Looking Good - In Canada, Anyway

We're next-door neighbours - trading partners, and we share quite a few social values, although we do certainly have our differences. When the United States prospers, so does Canada. The U.S. market remains and will always be Canada's biggest opportunity for expansion of goods and business exploits. Our biggest trading partner given our contiguous borders. We've a mere one-tenth of the population of the U.S. - so their market can absorb much of what they produce, Canada cannot; we've got to have energetic trading partners and the U.S. is a large market.
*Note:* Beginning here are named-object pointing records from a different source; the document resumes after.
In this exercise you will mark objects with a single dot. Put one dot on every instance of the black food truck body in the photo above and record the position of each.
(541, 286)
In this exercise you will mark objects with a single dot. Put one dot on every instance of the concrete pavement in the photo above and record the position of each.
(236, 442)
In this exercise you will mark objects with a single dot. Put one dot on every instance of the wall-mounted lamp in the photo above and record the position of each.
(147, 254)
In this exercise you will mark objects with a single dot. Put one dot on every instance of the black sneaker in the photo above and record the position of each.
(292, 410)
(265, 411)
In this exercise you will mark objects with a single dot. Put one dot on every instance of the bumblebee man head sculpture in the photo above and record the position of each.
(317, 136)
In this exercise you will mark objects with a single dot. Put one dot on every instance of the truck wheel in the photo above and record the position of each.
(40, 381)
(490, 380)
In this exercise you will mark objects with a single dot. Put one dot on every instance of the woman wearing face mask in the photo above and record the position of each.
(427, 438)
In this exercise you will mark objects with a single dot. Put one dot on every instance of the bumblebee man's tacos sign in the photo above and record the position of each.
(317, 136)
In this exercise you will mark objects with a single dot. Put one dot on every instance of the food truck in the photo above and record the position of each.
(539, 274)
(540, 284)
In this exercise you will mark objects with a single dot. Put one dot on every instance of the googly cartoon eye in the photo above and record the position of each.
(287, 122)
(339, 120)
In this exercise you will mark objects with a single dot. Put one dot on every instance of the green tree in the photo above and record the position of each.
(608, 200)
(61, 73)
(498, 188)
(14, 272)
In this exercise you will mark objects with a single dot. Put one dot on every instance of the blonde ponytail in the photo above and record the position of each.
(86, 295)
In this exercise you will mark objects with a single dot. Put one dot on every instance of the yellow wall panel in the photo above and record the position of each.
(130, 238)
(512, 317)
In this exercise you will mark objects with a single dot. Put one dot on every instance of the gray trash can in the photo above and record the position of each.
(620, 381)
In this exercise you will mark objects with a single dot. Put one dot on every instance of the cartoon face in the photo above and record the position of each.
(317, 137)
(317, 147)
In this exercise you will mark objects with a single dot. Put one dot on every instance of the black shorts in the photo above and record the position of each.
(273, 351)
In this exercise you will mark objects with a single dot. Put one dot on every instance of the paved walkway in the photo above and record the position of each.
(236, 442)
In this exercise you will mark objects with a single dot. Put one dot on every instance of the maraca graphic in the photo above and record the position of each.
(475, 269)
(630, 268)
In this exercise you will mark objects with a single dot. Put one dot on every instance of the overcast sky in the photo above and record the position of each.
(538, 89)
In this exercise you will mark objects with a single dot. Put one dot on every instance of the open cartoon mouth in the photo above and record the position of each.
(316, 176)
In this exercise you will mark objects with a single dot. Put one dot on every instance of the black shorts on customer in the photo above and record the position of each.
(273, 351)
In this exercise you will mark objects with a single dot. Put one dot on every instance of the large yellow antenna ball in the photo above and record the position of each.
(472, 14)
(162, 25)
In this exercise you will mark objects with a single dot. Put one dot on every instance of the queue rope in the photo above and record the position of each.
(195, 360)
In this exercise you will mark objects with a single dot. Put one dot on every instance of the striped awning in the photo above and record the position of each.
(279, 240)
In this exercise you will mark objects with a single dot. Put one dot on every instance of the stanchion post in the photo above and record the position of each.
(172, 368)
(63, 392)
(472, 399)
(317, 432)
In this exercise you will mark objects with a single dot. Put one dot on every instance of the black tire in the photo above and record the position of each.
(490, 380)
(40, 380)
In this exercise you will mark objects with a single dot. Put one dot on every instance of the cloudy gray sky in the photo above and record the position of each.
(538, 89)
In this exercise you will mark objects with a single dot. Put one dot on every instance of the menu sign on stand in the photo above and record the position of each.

It isn't finished goods that the U.S. depends upon for trade with Canada with the exception of some issues like the automobile industry. Rather it's raw materials, and energy industries that the United States is interested in securing through its trade partnership with Canada. Although we are beginning, slowly to enlarge our capacity for export with all manner of high-tech products, film production and entertainers. We won't even start on some B.C.-based industries.

But the saying in Canada is that when the U.S. sneezes, Canada gets a cold. When there's an economic slow-down in the U.S. Canada braces itself for an after-shock which sees it joining its neighbour, reluctantly but surely in the financial sick-bed. We'd like it to be otherwise, to be less dependent, to be able to carry our economic health on our own shoulders. The latest news is that Canada's labour market is chugging along beautifully with unemployment at a 30-year low.

Statistics Canada has announced the current unemployment rate to be 6.2%, a wonderfully low figure for Canada, but no cigar in the United States where the unemployment rate has traditionally been much lower than Canada's. Incredibly, we're gaining in job creation. Whereas in the United States Alan Greenspan, former Fed chairman is indicating that huge cracks are appearing and a recession is on the horizon.

The U.S. jobless rate, at 4.5% is considered to be sluggish, with fewer-than-anticipated job creations, and weather is being blamed for much of that. The construction business has stagnated, blamed in part on snow, ice and sleet through the past winter. In Canada construction goes on if not at full speed then pretty well close to it, all winter. It's the slumping housing market that is the big worry in the U.S. and little wonder, given the huge unsold housing inventory.

In a country where interest on home mortgage payments can be deducted from income tax, why was it seen as feasible to offer no down payment, no interest rates on mortgage payments for new-house inventories? Causing people to think they were on easy street, purchasing more house than they could afford, and then forfeiting their purchase when interest rates eventually kicked in and beggared them. Mortgage rates have increased and people discovered they had no equity in the homes they were living in, in this revised market.

Canada's trade surplus widened to its largest proportion in two years, as exports rose to a record high and imports fell. The strength in the Canadian job market was led by banks, insurers and real-estate companies, followed by transportation and warehousing services and health care. Builders are hiring at a healthy rate as construction continues its steady pace forward in Canada.

Government payrolls account for much of the increase in job creation in the United States, while U.S. builders cut a huge number of jobs, the largest decline since 1991. American manufacturers reduced payrolls after cutting several thousand jobs a month earlier. The differences between the two economies and their growth rates is likely unprecedented and rather nervous-making on both sides of the border.

Nervous-making for the U.S. because it can ill afford a recession with its costly war in Iraq and Afghanistan. Its steeply rising debt is truly monumental and should be a source of worry to all Americans. And for Canada because it is always worried when its neighbour is in the economic dumps since we always historically dumped along with it.

Yet here is the Government of Canada preparing to launch its March 2007 budget with financial gifts everywhere, from addressing the fiscal inbalance with the provinces, to tax reductions, to opening new environmental programmes.

On the other hand, these are pre-election goodies, so perhaps not too much can be invested in that symptom of our robust economy, equaling smart spending.